Fashion label: n: a liferaft for personalities
which lack intrinsic buoyancy
Re: RFC: pack()ing long words [ In reply to ]
On Mon, Aug 13, 2012 at 2:41 PM, David Cantrell <david@cantrell.org.uk> wrote:
> pack() and unpack() can handle words of 1, 2, 4, and (if you built your
> perl right) 8 bytes. And I use the same magic characters (although
> without using pack and unpack) in Data::Hexdumper.
>
> However, I want to extend it to support 16 byte words and, indeed, to
> support any other length words. 3 byte words, for example.

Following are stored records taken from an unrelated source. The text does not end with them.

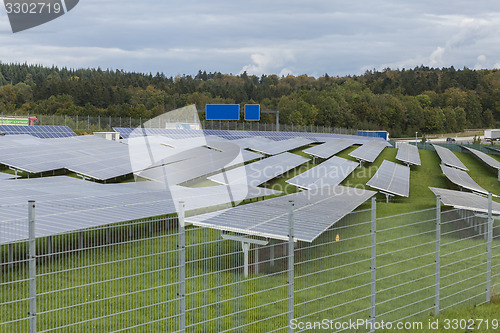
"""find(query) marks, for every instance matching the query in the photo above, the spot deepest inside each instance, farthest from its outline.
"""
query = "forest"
(402, 101)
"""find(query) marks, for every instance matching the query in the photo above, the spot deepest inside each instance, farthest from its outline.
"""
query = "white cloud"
(277, 37)
(270, 61)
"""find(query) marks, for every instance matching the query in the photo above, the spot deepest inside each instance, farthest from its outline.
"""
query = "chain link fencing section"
(156, 275)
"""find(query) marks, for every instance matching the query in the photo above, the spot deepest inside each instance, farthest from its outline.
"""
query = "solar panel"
(462, 179)
(369, 151)
(448, 158)
(277, 147)
(315, 211)
(42, 132)
(465, 200)
(234, 135)
(331, 172)
(330, 148)
(484, 157)
(261, 171)
(4, 176)
(392, 178)
(65, 204)
(408, 154)
(193, 164)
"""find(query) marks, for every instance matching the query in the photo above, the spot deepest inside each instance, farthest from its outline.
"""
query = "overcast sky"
(262, 37)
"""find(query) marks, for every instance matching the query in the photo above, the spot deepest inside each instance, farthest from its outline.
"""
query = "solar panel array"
(465, 200)
(4, 176)
(369, 151)
(261, 171)
(331, 172)
(65, 204)
(408, 154)
(86, 155)
(448, 158)
(330, 148)
(195, 163)
(462, 179)
(233, 135)
(485, 158)
(392, 178)
(315, 211)
(42, 132)
(100, 159)
(277, 147)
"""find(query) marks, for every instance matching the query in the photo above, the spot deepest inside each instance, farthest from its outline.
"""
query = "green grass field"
(133, 280)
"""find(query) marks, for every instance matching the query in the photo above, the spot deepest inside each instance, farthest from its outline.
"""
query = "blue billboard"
(252, 112)
(223, 112)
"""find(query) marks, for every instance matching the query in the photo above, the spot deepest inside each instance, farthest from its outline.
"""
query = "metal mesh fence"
(154, 275)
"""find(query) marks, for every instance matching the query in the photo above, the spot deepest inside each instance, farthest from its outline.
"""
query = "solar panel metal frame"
(465, 200)
(392, 178)
(462, 179)
(261, 171)
(315, 211)
(65, 204)
(408, 154)
(42, 132)
(448, 158)
(488, 160)
(331, 172)
(369, 151)
(330, 148)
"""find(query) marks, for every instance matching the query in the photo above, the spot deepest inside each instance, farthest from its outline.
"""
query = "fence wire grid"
(158, 275)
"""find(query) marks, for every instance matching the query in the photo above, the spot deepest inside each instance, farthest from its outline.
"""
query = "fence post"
(182, 270)
(490, 241)
(32, 267)
(290, 264)
(373, 262)
(438, 256)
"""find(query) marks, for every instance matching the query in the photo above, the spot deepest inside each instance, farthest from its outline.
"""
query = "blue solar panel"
(42, 132)
(233, 135)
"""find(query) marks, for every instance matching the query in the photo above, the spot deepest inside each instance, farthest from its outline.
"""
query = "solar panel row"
(448, 158)
(484, 157)
(462, 179)
(65, 204)
(369, 151)
(331, 172)
(42, 132)
(408, 154)
(233, 135)
(261, 171)
(330, 148)
(315, 211)
(392, 178)
(278, 147)
(465, 200)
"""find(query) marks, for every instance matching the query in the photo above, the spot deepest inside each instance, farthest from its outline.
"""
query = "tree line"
(423, 99)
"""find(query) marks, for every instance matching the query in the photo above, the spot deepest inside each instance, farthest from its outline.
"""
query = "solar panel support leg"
(11, 255)
(488, 250)
(290, 264)
(246, 247)
(80, 239)
(182, 270)
(32, 267)
(49, 244)
(271, 254)
(438, 256)
(256, 259)
(373, 263)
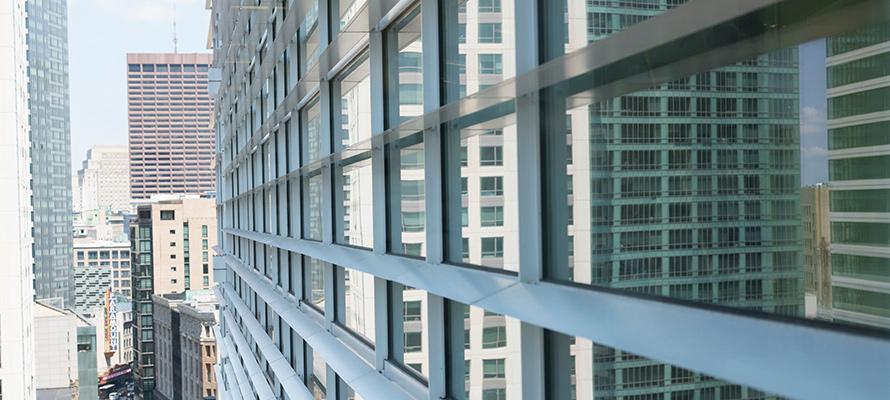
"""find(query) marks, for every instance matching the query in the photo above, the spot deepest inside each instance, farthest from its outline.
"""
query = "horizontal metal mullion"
(779, 355)
(245, 383)
(287, 377)
(360, 375)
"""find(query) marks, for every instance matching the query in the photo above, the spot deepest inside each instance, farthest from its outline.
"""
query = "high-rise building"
(104, 180)
(416, 199)
(816, 244)
(185, 348)
(171, 239)
(859, 168)
(170, 134)
(100, 266)
(50, 149)
(16, 279)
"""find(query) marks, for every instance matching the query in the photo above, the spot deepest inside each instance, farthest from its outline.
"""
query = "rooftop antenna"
(175, 48)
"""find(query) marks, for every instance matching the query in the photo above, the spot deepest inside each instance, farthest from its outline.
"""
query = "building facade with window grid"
(362, 186)
(170, 245)
(859, 161)
(170, 134)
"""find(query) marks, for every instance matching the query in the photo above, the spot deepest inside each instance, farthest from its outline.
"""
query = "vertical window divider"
(378, 181)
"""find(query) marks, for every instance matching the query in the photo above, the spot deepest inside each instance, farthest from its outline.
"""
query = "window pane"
(407, 195)
(356, 223)
(479, 45)
(359, 302)
(403, 44)
(312, 224)
(314, 282)
(310, 46)
(312, 140)
(485, 188)
(491, 360)
(355, 105)
(408, 320)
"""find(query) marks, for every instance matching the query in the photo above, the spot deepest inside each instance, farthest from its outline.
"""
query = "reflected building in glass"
(374, 198)
(690, 190)
(859, 171)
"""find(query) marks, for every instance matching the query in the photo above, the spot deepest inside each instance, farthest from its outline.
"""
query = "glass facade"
(50, 150)
(472, 170)
(858, 169)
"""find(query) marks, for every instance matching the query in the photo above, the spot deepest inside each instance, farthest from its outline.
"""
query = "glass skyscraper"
(50, 150)
(507, 199)
(859, 170)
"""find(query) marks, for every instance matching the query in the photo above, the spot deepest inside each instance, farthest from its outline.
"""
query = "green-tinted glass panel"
(864, 267)
(874, 134)
(876, 167)
(875, 200)
(865, 233)
(861, 301)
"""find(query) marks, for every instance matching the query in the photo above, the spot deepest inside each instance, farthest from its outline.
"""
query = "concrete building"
(816, 244)
(171, 141)
(50, 149)
(66, 357)
(859, 174)
(102, 225)
(103, 182)
(185, 348)
(100, 265)
(113, 324)
(16, 279)
(172, 239)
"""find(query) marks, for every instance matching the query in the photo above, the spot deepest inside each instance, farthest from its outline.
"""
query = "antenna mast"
(175, 48)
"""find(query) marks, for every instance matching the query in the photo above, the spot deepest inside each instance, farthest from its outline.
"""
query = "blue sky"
(100, 34)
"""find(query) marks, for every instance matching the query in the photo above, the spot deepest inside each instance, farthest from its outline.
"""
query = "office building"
(50, 149)
(100, 265)
(114, 339)
(65, 359)
(401, 218)
(816, 244)
(171, 241)
(859, 168)
(101, 225)
(171, 141)
(103, 182)
(16, 320)
(185, 348)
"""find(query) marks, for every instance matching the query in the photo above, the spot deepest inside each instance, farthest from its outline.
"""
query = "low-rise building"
(185, 346)
(98, 266)
(65, 355)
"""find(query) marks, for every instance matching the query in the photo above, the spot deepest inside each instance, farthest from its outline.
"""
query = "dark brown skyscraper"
(170, 134)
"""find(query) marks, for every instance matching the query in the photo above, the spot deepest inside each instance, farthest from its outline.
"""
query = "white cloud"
(812, 121)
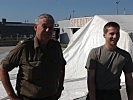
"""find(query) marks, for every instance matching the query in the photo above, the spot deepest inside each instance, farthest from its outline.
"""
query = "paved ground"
(75, 89)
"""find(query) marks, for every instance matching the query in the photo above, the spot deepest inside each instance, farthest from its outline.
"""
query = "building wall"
(68, 27)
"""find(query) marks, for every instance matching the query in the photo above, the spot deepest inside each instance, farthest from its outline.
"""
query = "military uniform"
(39, 68)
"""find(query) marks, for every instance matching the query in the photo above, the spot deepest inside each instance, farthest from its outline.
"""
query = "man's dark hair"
(111, 24)
(45, 15)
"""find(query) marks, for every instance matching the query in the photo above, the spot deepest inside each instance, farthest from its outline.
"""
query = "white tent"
(90, 36)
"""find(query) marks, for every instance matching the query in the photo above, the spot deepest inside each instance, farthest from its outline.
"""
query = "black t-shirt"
(108, 65)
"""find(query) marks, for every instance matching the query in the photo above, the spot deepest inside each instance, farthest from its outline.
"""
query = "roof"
(125, 21)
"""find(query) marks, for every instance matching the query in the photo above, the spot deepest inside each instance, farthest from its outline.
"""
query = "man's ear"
(103, 35)
(35, 27)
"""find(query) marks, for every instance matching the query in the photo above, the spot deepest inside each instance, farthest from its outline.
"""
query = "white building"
(69, 27)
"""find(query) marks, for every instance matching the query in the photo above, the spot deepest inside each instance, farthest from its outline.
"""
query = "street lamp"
(117, 3)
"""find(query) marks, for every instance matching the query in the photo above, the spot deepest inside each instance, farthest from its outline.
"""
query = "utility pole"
(73, 13)
(117, 3)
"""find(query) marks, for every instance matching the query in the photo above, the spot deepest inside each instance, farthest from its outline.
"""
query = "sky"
(28, 10)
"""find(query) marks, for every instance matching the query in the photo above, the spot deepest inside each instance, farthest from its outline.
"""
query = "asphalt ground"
(75, 89)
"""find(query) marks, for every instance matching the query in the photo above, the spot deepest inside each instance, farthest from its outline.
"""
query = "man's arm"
(129, 85)
(91, 84)
(4, 76)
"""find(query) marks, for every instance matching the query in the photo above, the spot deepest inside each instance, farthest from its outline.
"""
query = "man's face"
(112, 36)
(44, 28)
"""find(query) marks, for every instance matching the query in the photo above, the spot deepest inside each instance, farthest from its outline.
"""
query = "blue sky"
(21, 10)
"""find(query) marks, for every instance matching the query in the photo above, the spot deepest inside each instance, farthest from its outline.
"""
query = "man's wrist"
(61, 88)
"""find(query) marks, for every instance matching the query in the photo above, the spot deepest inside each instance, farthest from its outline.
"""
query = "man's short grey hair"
(44, 15)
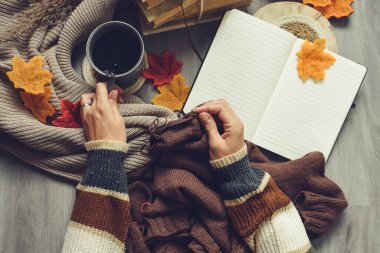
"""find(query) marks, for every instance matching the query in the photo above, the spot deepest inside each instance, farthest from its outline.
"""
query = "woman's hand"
(232, 139)
(101, 119)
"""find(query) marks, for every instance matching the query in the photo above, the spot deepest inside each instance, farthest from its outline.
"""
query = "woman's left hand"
(101, 118)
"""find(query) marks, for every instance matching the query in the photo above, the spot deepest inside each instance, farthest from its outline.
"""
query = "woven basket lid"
(301, 20)
(90, 77)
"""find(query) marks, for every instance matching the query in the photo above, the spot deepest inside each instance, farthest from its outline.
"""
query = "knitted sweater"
(261, 214)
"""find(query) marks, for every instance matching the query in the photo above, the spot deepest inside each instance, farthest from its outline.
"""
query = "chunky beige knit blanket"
(61, 150)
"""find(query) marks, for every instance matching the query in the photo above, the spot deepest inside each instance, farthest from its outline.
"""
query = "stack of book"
(164, 15)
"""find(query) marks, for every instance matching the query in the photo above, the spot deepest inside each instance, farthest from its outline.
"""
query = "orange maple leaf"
(38, 104)
(337, 8)
(31, 77)
(172, 95)
(317, 2)
(312, 60)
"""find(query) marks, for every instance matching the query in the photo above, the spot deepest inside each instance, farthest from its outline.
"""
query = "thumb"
(112, 97)
(209, 124)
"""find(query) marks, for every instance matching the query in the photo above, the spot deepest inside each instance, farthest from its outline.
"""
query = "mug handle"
(110, 81)
(111, 84)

That sounds like an excellent idea.

> I'd like to remain as compatible as possible with the characters used in
> pack()'s templates, but there's nothing there for what I want.
>
> So, can I propose that we pick a character for this purpose and at least
> define some syntax for specifying a word length, endian-ness, and repeat
> count for it, even if it isn't implemented yet?
>
> Something like this perhaps:
> X5,4>
>
> which means:
> X - whatever letter we choose
> 5 - word length
> ,4 - optional repeat count
> > - optional endian-ness

I don't like the syntax much, but I'm not sure I can think of
something better. Maybe «X{5}4»?

Leon
Re: RFC: pack()ing long words [ In reply to ]
On Mon, 13 Aug 2012 12:41:02 +0100, David Cantrell
<david@cantrell.org.uk> wrote:

> pack() and unpack() can handle words of 1, 2, 4, and (if you built your
> perl right) 8 bytes. And I use the same magic characters (although
> without using pack and unpack) in Data::Hexdumper.
>
> However, I want to extend it to support 16 byte words and, indeed, to
> support any other length words. 3 byte words, for example.
>
> I'd like to remain as compatible as possible with the characters used in
> pack()'s templates, but there's nothing there for what I want.
>
> So, can I propose that we pick a character for this purpose and at least
> define some syntax for specifying a word length, endian-ness, and repeat
> count for it, even if it isn't implemented yet?
>
> Something like this perhaps:
> X5,4>
>
> which means:
> X - whatever letter we choose
> 5 - word length
> ,4 - optional repeat count
> > - optional endian-ness

Counterintuitive in that order

l4 is 4 longs, so if the 4 in your example matches the 4 in l4, I'd
guess that

X5>4

would be more intuitive

I kinda like your approach though. What about bits? Why restrict to
multiple of 8 bits?

--
H.Merijn Brand http://tux.nl Perl Monger http://amsterdam.pm.org/
using perl5.00307 .. 5.14 porting perl5 on HP-UX, AIX, and openSUSE
http://mirrors.develooper.com/hpux/ http://www.test-smoke.org/
http://qa.perl.org http://www.goldmark.org/jeff/stupid-disclaimers/
Re: RFC: pack()ing long words [ In reply to ]
On Mon, Aug 13, 2012 at 01:51:03PM +0200, H.Merijn Brand wrote:

> Counterintuitive in that order
>
> l4 is 4 longs, so if the 4 in your example matches the 4 in l4, I'd
> guess that
>
> X5>4
>
> would be more intuitive

But then you have a problem if someone wants native endian-ness - you
can't tell whether X54 is a single word of 54 bytes, or four words of
five bytes each.

Leon's suggestion of putting the word length in {curlies} works nicely.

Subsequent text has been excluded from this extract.